The claimant asserts that because the hearing officer did not refer to specific evidence in the Statement of the Evidence, she did not consider all of the evidence. In Texas Workers’ Compensation Commission Appeal No. 93791, decided October 18, 1993, an attack on the hearing officer’s discussion of the evidence was considered. That appeal stated that the hearing officer was not required to recite the facts since the 1989 Act only requires findings of fact, conclusions of law, whether benefits are due, and an award of benefits due. A statement of evidence, if made, only needs to reasonably reflect the record. The Statement of the Evidence reasonably reflects the evidence in this case.
The claimant contends that the carrier’s witnesses “should have been separated because they were able to prepare and compare each other[‘]s testimony.” However, the record reflects that the claimant did not object to the presence of the witnesses in the hearing room until the conclusion of the testimony of the carrier’s second witness. Texas Rules of Evidence Rule 614 (“the rule”) provides, in part, that at the request of a party . . . the court shall order witnesses excluded. Upon invoking the rule, the hearing officer excluded the witnesses from the hearing room. It was incumbent upon the claimant, not the hearing officer, to invoke the rule.

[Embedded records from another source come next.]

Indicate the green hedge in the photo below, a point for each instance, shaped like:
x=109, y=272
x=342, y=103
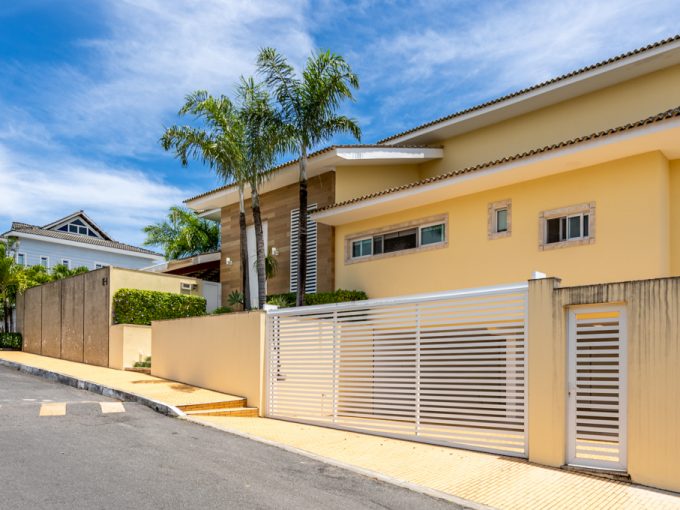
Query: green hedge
x=322, y=298
x=132, y=306
x=10, y=340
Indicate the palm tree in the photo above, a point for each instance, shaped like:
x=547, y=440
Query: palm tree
x=183, y=234
x=214, y=147
x=262, y=139
x=12, y=280
x=308, y=107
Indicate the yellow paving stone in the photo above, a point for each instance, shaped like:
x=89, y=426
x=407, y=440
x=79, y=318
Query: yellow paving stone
x=53, y=409
x=112, y=407
x=499, y=482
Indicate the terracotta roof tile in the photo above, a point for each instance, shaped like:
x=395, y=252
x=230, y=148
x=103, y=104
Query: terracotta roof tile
x=536, y=87
x=669, y=114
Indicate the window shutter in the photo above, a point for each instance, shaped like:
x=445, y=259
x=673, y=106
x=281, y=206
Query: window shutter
x=310, y=285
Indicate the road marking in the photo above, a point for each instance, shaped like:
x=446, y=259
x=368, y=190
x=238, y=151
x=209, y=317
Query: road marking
x=53, y=409
x=112, y=407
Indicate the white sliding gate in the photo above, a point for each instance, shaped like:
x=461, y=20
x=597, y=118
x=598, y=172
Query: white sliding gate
x=446, y=368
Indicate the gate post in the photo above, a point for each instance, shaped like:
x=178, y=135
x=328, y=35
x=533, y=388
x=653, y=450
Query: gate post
x=546, y=375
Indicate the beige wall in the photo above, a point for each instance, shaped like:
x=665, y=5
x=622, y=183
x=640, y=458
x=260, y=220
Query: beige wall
x=653, y=312
x=219, y=352
x=607, y=108
x=128, y=343
x=631, y=234
x=356, y=181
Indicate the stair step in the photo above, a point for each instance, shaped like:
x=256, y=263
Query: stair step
x=230, y=411
x=229, y=404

On appeal, the claimant asserts that the hearing officer erred in considering “the 6 emails, and the photographs of the room, and the [employer] Olympics”. Presumably, the claimant is referring to Carrier’s Exhibit Nos. 15, 17, and 19. We note that the claimant did not object at the hearing to the admission of any of the carrier’s exhibits, and, therefore, waived the right to do so. The claimant additionally alleges that during the interim between the hearing date and the date upon which the decision was issued, the claimant’s attorney called the hearing officer to inquire as to the status of the decision and was told, “if we did not wait, we would not like the outcome”. As the claimant has merely made an unsubstantiated assertion, we decline to further address the matter.
Whether the claimant sustained a compensable injury and had disability were factual questions for the hearing officer to resolve. The hearing officer is the sole judge of the weight and credibility of the evidence. Section 410.165(a). Where there are conflicts in the evidence, the hearing officer resolves the conflicts and determines what facts the evidence has established. The Appeals Panel will not disturb the challenged factual findings of a hearing officer unless they are so against the great weight and preponderance of the evidence as to be clearly wrong or manifestly unjust and we do not find them to be so in this case. Cain v. Bain, 709 S.W.2d 175, 176 (Tex. 1986); In re King’s Estate, 150 Tex. 662, 224 S.W.2d 660 (1951).
The hearing officer’s decision and order is affirmed.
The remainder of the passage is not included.